AUGUSTA — The Seacoast Six rides again.
No. 3 Seacoast Christian, with just six players, completed a perfect regional tournament Saturday afternoon, using a career-high 37 points from junior Ellie Leech to post a 63-52 win over top-seeded Valley in the Class D South final at the Augusta Civic Center. Senior Breckyn Winship added 21 more, as both players finished with double-doubles.
The Guardians (12-9) will meet Southern Aroostook in the Class D state championship game for a second straight season. Southern Aroostook (18-3), which is making its fifth consecutive appearance in the Class D final, buried Seacoast Christian 58-18in the state game last season.
“That was what we needed today,” said Leech, who finished with 17 rebounds. “We needed scoring, and that’s what Coach asked me to do. He said I was going to have a monster game, so that’s what I went out and did.”
“She burned us,” Valley coach Gordon Hartwell added. “When somebody puts 37 on you, nobody can say you’re not solid.”
Seacoast trailed 16-11 after the first quarter, despite grabbing the early 5-0 lead.
Leech started to heat up in the second quarter with nine points to send the game into the break at 28-27 in favor of Valley, but it was the guard’s third-quarter that opened things up.
Leech shot 5 of 8 from the floor and finished with 14 points in the period, part of an 11-2 run that built the Guardians a 43-34 lead, their largest of the afternoon.
“I told her (Saturday) morning that she had a monster game inside of her coming,” Seacoast head coach Lee Petrie said. “I just knew it. … We decided to open the floor and let Ellie take over. She’s just a phenomenal player, as we’ve all seen for the last four years.”
The Guardians played the bulk of the fourth quarter with one-half of their roster — three players — with four fouls, including Leech, Winship (11 rebounds) and Bri Cluff (12 rebounds).
Though Seacoast had to soften out of the full-court pressure that had forced Valley into 16 turnovers through three quarters, it was too little too late for Valley (16-5) to claw all the way back.
A cold shooting day, particularly in the second half as Seacoast began pulling away, doomed the Cavaliers. They went just 11 for 39 from the floor (28.2 percent) over the final 16 minutes and missed everything from 3-pointers to uncontested layups.
“In games like this, you just cannot miss easy chances, because you don’t get easy chances,” said Hartwell, whose team suffered its first loss to a Class D school this season. “When you do, you better make them. They did make them, and we didn’t. We had tremendous looks through the whole game, but nothing was going down.

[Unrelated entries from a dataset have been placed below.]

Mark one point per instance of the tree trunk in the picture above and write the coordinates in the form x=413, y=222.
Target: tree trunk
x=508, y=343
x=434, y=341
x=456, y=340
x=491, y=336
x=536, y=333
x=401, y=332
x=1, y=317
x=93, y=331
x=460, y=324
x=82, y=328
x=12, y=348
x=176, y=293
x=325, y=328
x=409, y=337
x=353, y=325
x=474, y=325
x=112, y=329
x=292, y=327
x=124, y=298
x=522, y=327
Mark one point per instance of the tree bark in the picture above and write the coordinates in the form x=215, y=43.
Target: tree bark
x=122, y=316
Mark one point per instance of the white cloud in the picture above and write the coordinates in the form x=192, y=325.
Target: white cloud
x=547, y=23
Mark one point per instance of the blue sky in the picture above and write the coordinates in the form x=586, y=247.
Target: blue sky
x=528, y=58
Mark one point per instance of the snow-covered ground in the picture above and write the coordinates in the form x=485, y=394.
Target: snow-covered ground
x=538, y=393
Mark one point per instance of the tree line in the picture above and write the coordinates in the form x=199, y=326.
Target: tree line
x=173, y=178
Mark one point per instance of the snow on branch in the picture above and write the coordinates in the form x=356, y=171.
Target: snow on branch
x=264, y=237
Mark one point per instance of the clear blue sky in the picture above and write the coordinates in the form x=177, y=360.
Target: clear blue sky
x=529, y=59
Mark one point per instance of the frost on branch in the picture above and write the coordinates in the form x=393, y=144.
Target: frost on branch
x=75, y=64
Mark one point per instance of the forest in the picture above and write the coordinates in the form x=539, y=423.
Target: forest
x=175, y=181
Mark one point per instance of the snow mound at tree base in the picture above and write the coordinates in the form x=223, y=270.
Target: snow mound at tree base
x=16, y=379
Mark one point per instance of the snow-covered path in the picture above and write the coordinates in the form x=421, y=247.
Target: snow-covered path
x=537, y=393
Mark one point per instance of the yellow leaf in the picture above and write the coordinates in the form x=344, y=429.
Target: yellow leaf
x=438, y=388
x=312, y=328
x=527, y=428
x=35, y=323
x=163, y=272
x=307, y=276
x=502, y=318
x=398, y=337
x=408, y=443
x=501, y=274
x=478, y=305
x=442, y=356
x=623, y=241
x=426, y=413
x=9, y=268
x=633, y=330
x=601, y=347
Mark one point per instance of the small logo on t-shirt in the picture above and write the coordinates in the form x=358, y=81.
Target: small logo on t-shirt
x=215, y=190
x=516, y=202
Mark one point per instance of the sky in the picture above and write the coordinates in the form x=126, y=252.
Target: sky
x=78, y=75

“That’s youth, but at some point you’ve got to go beyond that.”
“In the end, I think we just outplayed them,” added Leech, who noted the Guardians’ tough out-of-class schedule. “Our conditioning throughout the whole season, we played some tough Class C teams. We knew how to take care of it and get it done in the end.”
“When you’re in the southern part of southern York county, and your closest Class D game is Freeport and the second-closest is in Waterville, you take a lot of body blows,” Petrie continued. “It prepares us for what we’re doing right now. Our kids, we accept it and it’s part of our growth process.”
Brielle Hill led Valley with 23 points, one of three Cavs in double figures. Madeline Hill added 12, and Kirsten Bigelow finished with 11.